Genetic inheritance, and resistance to age-related diseases such as cancer, depend on the stability of the human genome. Stable genome maintenance in turn depends critically on cellular systems that process "spontaneous" DNA damage. Such damage includes hydrolytic decay lesions, in particular abasic sites, as well as lesions formed by metabolic by-products such as free radicals and alkylating agents. Existing data indicate that the base excision repair (BER) system is most likely to deal with this endogenous DNA damage. In BER, DNA glycosylases remove altered bases to generate abasic sites, which are further processed in several steps dependent on the Ape1 endonuclease and DNA polymerase beta. Our long-term goal has been to ascertain the biological functions of Ape1 protein as a central player in base excision repair (BER) of DNA and perhaps other processes, and to understand the coordination of activities in the various branches of BER. Past efforts have been valuable in defining the biochemistry of Ape1 activity, but only recently have we been able to conduct genetic tests of the protein's cellular function through the use of small-interfering RNA (siRNA). These data clearly support an essential role of Ape1 in maintaining the viability of human cells by processing abasic DNA damage formed by endogenous processes. Other recent work points to a novel role for the sirtuin Sirt6 in modulating BER, possibly through effects on the activity of DNA polymerase beta. Since deletion of the SIRT6 in mice shortens lifespan and generates various phenotypes associated with premature aging, these observations provide the first direct link between BER and the normal aging process. The work proposed here builds on this success in order to define the cellular function of Ape1 and the origins of the DNA damage that it processes, and how the BER can be modulated by a sirtuin. Three specific aims will address our goals: 1. Establish human or mouse cell lines with regulated expression of APE1-specific si-RNA and examine the kinetics of the biological effects accompanying Ape1 depletion; 2. Determine the contribution of DNA glycosylases (in particular UNG2, OGG1, AAG/MPG, and NTH1) and of oxidative damage as sources of the lethal lesions that accumulate in Ape1-deficient cells; 3. Directly test the role of SirtG in DNA repair and the sub-pathways of BER.

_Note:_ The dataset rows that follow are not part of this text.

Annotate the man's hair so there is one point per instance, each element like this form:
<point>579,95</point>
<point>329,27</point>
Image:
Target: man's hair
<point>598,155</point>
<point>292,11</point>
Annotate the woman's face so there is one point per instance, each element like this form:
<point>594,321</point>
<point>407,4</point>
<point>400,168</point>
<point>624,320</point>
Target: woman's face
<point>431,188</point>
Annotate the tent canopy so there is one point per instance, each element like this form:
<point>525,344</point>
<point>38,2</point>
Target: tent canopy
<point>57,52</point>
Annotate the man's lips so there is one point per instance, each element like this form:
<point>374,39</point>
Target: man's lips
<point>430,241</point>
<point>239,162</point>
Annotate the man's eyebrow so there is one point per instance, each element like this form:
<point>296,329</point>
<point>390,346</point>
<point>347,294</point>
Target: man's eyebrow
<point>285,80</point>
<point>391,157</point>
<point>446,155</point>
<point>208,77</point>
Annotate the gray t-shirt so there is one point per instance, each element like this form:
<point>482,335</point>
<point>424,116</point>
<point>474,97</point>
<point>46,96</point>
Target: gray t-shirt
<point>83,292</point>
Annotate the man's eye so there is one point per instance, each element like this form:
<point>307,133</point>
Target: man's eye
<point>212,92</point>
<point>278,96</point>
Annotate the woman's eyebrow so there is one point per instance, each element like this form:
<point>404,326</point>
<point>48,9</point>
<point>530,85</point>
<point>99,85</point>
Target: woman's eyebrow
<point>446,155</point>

遗传遗传以及对年龄相关疾病（例如癌症）的抵抗，取决于人基因组。稳定的基因组维持反过来严重取决于处理的细胞系统 “自发” DNA损伤。这种损害包括水解衰减病变，特别是无碱性部位，例如以及由自由基和烷基化剂等代谢副产品形成的病变。现有数据表明基本切除修复（BER）系统最有可能处理这种内源性DNA损伤。在BER中，DNA糖基酶去除了改变的碱基以产生无碱性位点，这些位点进一步加工几个步骤取决于APE1核酸内切酶和DNA聚合酶β。我们的长期目标为了确定APE1蛋白作为基础切除修复（BER）的核心参与者的生物学功能（BER） DNA以及其他过程，并了解各个分支机构的活动的协调伯。过去的努力在定义APE1活动的生物化学方面非常有价值，但直到最近才我们能够通过使用小型疗法进行蛋白质细胞功能的基因检测 RNA（siRNA）。这些数据显然支持APE1在维持人的可行性中的重要作用通过处理由内源过程形成的无碱性DNA损伤的细胞。其他最近的工作指向 Sirtuin Sirt6在调节BER中的新作用，可能通过对DNA聚合酶活性的影响 beta。由于删除小鼠中的SIRT6会缩短寿命并产生相关的各种表型随着过早的衰老，这些观察结果提供了BER与正常衰老之间的第一个直接联系过程。此处提出的工作是基于此成功的，以定义APE1和它处理的DNA损伤的起源，以及如何通过Sirtuin调节BER。三具体目标将解决我们的目标： 1。建立具有APE1特异性SI-RNA的调节表达的人或小鼠细胞系，并检查伴随APE1耗竭的生物学作用的动力学； 2。确定DNA糖基酶的贡献（尤其是UNG2，OGG1，AAG/MPG和NTH1）和氧化损伤作为积累在APE1缺陷细胞中的致命病变的来源； 3。直接测试SIRTG在DNA修复和BER的子街道中的作用。